Yordanka rise. No, nessuno spillino; solo la primavera e la gioia di vivere. Non le era mai servito altro, e non aveva mai desiderato nulla di più. Potevano sembrare cose semplici, e invece le erano state negate per tanto di quel tempo, e in così numerose occasioni, che raramente si trovava a sorridere come in quel momento, e forse per questo Cicio Vasko lo reputava un evento tanto bizzarro.

«Semplicemente mi sto godendo il momento» rispose, chiudendo gli occhi per prendere un altro respiro profondo.

La città si stendeva come un oceano di cianfrusaglie accatastate tra loro e nascoste dalla nebbia che a bassa quota era più lieve, per disperdersi in quadrilateri colorati, e infine fondere il verde che si tuffava nel blu, miscelandosi con esso fino a rendere indistinguibili tra loro terra e cielo. Conosceva la sua casa meglio delle sue stesse tasche, non aveva bisogno di schiudere le palpebre per vedere Sofia.

Non era tuttavia la città a farla sentire a casa, e non era mai stata nemmeno l'Ephia; il vulcano poteva anche eruttare e ridurre in lava incandescente e macerie di pietra l'intero panorama che si estendeva ai suoi piedi, ma finché i suoi figli fossero stati sani e salvi, e soprattutto felici, avrebbe avuto un motivo valido a sufficienza per sorridere e considerarsi viva.

Chissà perché non se ne era mai resa conto prima.

«È un paesaggio stupendo, non mi stancherò mai di guardarlo!» commentò, da dietro, la voce briosa di Li Wen, che si fuse con il tepore lieve, ma intenso, dei raggi di sole che riuscivano a scavarsi un'uscita tra le nuvole e raggiungere i loro capi.

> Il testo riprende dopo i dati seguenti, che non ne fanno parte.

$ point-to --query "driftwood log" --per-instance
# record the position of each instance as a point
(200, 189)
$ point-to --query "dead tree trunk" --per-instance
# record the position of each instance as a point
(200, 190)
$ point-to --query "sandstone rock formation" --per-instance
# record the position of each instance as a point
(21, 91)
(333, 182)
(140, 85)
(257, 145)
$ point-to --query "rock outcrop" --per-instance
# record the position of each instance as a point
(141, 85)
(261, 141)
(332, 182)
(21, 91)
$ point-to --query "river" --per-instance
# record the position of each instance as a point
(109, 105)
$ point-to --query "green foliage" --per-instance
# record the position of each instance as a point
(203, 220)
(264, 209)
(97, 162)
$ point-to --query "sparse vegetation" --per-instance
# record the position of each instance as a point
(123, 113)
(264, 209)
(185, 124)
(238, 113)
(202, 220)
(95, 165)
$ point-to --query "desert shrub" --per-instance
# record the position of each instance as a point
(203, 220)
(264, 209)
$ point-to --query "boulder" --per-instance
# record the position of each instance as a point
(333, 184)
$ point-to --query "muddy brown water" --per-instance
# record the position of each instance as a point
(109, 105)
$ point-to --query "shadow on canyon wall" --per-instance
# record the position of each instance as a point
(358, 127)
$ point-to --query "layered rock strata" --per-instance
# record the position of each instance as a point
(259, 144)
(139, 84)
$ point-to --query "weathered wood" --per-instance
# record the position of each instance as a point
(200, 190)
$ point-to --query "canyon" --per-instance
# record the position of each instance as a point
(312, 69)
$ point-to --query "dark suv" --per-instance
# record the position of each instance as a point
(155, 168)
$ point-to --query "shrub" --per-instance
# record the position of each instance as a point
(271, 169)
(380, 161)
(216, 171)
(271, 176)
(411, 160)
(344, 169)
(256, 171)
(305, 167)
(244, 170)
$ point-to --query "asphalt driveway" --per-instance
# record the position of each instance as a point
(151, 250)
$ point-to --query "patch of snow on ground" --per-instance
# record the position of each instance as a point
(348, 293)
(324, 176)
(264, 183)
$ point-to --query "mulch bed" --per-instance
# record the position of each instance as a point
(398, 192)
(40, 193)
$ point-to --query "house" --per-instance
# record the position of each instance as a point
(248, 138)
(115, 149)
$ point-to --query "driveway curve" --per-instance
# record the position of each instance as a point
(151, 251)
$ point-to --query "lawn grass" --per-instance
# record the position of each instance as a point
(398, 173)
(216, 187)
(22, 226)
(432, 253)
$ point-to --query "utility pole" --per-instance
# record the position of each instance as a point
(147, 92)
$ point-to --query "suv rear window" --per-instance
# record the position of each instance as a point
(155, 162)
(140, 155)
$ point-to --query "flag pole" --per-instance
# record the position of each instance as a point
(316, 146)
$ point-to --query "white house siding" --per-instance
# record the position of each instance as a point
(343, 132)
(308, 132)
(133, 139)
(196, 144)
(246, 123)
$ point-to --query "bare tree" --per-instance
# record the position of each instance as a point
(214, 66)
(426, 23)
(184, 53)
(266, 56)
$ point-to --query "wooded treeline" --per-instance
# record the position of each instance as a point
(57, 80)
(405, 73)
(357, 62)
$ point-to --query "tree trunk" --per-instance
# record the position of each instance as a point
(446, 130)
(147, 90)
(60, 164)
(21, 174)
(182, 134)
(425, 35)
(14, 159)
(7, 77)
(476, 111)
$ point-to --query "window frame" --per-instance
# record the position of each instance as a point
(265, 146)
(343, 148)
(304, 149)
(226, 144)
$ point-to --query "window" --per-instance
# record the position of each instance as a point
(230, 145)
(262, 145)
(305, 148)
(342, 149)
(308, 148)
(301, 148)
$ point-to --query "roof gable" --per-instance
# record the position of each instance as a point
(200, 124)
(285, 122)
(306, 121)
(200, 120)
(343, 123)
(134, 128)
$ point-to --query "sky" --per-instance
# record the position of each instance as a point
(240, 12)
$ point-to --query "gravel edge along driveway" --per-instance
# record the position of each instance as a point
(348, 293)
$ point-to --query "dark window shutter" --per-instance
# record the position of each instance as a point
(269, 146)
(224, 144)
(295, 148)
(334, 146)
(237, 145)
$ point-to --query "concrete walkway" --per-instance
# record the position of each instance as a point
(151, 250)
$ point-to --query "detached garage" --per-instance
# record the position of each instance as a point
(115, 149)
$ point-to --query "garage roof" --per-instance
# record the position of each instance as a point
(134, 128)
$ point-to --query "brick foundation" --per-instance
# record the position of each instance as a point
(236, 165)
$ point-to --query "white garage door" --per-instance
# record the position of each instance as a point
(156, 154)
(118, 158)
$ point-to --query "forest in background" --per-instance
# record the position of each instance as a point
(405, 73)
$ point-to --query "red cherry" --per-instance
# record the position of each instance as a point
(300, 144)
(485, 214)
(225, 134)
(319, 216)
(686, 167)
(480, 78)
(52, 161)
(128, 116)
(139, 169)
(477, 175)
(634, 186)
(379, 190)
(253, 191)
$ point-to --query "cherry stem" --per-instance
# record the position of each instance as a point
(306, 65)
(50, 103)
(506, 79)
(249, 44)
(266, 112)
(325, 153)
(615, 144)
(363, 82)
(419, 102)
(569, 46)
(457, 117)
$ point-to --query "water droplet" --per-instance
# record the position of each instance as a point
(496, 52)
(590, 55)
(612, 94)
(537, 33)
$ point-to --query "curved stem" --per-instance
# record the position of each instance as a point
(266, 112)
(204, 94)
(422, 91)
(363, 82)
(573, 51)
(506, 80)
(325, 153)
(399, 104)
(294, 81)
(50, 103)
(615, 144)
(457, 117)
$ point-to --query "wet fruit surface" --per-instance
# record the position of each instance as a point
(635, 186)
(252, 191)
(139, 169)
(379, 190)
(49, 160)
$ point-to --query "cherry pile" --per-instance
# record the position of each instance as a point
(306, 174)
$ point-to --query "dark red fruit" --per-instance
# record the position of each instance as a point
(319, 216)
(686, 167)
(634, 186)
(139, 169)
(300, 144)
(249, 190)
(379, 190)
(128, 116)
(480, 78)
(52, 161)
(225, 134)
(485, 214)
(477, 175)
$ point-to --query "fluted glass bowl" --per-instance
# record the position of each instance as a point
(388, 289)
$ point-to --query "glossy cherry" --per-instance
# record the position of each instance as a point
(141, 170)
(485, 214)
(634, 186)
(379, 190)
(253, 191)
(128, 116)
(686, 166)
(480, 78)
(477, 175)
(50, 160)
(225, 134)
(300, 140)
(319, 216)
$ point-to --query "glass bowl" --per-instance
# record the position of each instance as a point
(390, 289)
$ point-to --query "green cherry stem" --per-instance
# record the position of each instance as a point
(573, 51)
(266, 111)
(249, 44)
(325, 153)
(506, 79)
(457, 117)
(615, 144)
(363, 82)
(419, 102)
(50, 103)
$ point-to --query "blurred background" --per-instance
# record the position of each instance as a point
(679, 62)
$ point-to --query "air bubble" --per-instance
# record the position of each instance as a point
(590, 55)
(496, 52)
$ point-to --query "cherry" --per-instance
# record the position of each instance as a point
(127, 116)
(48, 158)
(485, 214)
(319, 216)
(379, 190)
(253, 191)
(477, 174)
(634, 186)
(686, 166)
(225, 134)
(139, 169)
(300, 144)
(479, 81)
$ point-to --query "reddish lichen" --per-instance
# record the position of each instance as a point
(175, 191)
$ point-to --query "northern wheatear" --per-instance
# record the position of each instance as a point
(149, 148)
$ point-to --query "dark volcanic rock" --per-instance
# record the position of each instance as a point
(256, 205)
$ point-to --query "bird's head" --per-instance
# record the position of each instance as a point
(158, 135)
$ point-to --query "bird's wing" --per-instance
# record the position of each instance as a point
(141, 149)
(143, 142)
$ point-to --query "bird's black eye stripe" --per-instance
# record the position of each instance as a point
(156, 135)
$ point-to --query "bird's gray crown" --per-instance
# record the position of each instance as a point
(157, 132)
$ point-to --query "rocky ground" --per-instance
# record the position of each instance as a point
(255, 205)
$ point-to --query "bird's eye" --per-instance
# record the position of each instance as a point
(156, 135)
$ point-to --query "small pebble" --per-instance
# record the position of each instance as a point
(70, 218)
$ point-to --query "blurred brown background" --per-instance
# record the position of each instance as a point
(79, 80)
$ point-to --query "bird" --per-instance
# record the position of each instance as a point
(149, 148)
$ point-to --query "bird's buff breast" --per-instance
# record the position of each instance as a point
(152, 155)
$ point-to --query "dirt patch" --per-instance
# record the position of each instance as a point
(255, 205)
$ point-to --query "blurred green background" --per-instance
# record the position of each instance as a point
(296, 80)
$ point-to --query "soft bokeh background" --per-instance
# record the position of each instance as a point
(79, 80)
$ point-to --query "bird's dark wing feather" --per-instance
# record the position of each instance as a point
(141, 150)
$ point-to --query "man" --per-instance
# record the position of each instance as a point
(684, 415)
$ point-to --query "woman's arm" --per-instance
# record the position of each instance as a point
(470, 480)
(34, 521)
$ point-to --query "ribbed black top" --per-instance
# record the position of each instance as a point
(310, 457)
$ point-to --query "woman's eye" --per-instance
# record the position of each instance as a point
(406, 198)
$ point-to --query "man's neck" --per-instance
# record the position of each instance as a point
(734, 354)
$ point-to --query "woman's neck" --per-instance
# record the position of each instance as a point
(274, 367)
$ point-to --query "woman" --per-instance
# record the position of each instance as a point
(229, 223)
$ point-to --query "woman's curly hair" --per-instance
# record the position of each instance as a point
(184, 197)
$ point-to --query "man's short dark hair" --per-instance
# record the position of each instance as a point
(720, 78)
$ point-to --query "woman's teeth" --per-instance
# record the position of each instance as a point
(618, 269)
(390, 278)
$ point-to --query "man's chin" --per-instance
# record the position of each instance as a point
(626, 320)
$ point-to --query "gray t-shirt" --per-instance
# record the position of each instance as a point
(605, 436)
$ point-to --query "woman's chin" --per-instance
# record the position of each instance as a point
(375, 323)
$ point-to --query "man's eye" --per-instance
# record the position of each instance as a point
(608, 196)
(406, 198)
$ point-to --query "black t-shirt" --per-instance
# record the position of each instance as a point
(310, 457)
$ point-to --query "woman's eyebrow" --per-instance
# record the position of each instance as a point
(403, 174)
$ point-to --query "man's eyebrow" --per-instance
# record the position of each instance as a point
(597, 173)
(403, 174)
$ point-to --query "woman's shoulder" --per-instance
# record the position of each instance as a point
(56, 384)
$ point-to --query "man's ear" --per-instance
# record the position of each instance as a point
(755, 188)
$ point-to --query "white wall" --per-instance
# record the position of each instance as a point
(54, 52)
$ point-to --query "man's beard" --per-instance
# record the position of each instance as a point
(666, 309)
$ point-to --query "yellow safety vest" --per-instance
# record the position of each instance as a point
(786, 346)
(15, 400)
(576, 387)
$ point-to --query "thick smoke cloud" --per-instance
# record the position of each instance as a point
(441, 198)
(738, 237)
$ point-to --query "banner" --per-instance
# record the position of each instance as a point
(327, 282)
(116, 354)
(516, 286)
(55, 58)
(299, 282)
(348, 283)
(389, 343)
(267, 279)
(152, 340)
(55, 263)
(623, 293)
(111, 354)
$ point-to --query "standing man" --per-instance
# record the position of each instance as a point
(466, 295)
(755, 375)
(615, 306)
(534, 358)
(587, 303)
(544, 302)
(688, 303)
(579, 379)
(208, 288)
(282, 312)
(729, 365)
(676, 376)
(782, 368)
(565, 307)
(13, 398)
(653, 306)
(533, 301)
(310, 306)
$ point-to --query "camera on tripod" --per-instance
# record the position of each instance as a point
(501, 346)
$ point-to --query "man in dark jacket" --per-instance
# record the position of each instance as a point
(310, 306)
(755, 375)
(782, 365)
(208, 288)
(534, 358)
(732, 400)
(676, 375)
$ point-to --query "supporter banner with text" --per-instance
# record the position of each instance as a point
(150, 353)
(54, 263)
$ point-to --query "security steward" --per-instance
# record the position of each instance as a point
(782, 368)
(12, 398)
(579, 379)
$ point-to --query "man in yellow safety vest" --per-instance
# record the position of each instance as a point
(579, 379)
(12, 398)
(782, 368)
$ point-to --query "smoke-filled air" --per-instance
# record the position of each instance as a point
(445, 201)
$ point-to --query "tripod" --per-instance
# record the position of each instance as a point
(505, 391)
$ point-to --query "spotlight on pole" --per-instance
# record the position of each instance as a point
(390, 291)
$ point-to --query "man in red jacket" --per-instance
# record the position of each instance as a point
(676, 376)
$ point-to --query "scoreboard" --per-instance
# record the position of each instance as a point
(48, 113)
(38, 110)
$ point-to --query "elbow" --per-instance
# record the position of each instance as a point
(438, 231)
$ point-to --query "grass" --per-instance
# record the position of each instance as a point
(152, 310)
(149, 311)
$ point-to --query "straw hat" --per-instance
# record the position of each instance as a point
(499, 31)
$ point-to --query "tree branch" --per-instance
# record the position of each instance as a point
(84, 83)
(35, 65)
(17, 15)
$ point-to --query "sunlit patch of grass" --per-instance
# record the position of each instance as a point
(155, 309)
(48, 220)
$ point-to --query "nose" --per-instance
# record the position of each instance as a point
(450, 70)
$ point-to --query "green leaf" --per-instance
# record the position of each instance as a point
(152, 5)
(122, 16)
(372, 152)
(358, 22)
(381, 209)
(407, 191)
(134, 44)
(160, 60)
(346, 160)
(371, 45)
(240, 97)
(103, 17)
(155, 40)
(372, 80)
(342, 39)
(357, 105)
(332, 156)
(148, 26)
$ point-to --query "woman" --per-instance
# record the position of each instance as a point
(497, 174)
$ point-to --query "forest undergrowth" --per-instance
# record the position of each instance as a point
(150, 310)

Voltandosi, scoprì che pure lei e Georgi si erano fermati a osservare la vista panoramica da quel punto. Anche il passeggino in cui era sprofondata Na Mei era rivolto al pendio in discesa, ma la piccola, nata da appena tre settimane, sembrava più interessata a fissare ammaliata una piccola foglia verde che era caduta per caso sul suo pancino. Yordanka, come in una reazione a catena, si incantò a osservare la sua nipotina concentrata e rilassata come non l'aveva mai vista. Ancora faticava a realizzare appieno il fatto di essere diventata nonna, condizione che però non faceva che accrescere ulteriormente il suo istinto materno.